En el mundo clásico encontrarse al amparo de la fuerza de un dios es lo que terminaba haciendo de un hombre un héroe, la cercanía a la fuerza del dios insuflaba el vigor para el combate, pero también la temeridad necesaria para no retirarse de la contienda. Para devenir héroe era necesaria la muerte, dado que sólo esta aporta la garantía de la merecida inmortalidad de la que tras su hazaña gozará el héroe.

Sin embargo, en la actualidad es frecuente encontrar personas que aseguran que han conseguido tal logro porque Dios les ha ayudado y no son pocos los que consideran que ese u otro hombrecillo es un héroe, olvidando que los héroes no son los que sobreviven sino los que, una vez muertos, paradójicamente alcanzan la inmortalidad.

En tiempos pretéritos pensar que tal o cual dios estaba de parte de alguien no parecía tan arrogante como puede resultar la respuesta del cristiano, el cual únicamente cuenta con un dios.
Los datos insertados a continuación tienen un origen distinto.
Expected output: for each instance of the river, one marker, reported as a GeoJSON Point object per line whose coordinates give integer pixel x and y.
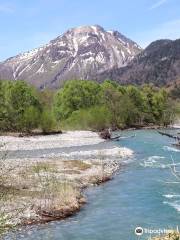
{"type": "Point", "coordinates": [143, 193]}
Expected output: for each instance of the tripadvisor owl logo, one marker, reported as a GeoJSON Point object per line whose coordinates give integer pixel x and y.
{"type": "Point", "coordinates": [139, 231]}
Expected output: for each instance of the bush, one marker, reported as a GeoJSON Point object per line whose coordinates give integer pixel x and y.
{"type": "Point", "coordinates": [48, 122]}
{"type": "Point", "coordinates": [95, 118]}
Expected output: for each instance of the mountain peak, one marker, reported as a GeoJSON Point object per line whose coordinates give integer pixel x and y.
{"type": "Point", "coordinates": [80, 53]}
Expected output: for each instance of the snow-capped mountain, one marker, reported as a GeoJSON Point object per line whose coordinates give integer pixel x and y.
{"type": "Point", "coordinates": [80, 53]}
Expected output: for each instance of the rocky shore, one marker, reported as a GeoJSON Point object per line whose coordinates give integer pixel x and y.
{"type": "Point", "coordinates": [39, 190]}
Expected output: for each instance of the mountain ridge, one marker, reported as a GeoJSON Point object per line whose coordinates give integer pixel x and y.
{"type": "Point", "coordinates": [79, 53]}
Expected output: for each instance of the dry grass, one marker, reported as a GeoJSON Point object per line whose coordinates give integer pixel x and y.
{"type": "Point", "coordinates": [77, 164]}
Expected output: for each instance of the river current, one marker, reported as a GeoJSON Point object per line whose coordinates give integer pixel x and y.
{"type": "Point", "coordinates": [144, 193]}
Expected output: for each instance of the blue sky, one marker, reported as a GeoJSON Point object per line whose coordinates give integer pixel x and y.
{"type": "Point", "coordinates": [26, 24]}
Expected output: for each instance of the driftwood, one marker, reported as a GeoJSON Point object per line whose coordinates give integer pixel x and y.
{"type": "Point", "coordinates": [106, 134]}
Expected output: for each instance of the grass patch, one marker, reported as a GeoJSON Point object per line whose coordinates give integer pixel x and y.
{"type": "Point", "coordinates": [77, 164]}
{"type": "Point", "coordinates": [44, 167]}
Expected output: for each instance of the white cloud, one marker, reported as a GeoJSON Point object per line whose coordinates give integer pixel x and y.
{"type": "Point", "coordinates": [167, 30]}
{"type": "Point", "coordinates": [158, 4]}
{"type": "Point", "coordinates": [6, 8]}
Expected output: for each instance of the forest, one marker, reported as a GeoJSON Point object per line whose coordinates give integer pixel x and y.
{"type": "Point", "coordinates": [81, 104]}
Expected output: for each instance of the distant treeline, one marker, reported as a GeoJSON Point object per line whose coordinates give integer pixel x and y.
{"type": "Point", "coordinates": [82, 105]}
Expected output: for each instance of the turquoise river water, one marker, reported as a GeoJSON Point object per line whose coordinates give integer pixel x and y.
{"type": "Point", "coordinates": [143, 193]}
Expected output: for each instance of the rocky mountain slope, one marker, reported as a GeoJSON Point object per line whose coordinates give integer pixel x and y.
{"type": "Point", "coordinates": [81, 53]}
{"type": "Point", "coordinates": [159, 63]}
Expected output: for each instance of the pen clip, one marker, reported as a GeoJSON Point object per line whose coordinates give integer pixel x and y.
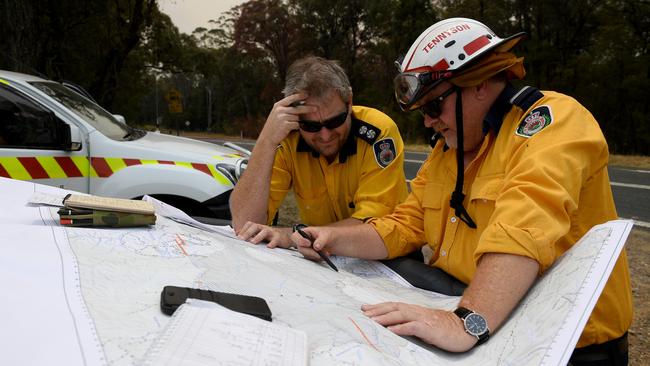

Es por eso que me pregunto si es peor la arrogancia de pensar que Dios está de nuestro lado o esa otra cuestión que La Rochefoucauld definió tan bien:

Le refus des louanges est un désir d’être loué deux fois.
(Maximes. Paris: Le Livre de Poche, 2007, p, 102).

(El rechazo de las alabanzas es un deseo de ser alabado dos veces).

En definitiva que hay quienes utilizan a dios no para realizar heroicidades sino para conseguir ser alabados de manera repetida, es por eso que al superviviente de una masacre no le queda más que convivir en secreto con la culpa, como les sucedió a tantos confinados en los campos de exterminio nazis, que lejos de considerarse héroes, prefirieron recordar que para estar entre los vivos tuvieron que comportarse como hombres y que por ello no sólo no se sienten orgullosos sino culpables por algunas de las decisiones y acciones que tuvieron que tomar. Ahí están por ejemplo las obras de Jean Améry, cuya única heroicidad (que no es poca) reside en mostrar que si la condición sine qua non para que un hombre se transforme en héroe está ligada a la cercanía de la fuerza de Dios, en los momentos en los que los hombres son abandonados por Éste al hombre no le queda más que comportarse como un animal humano.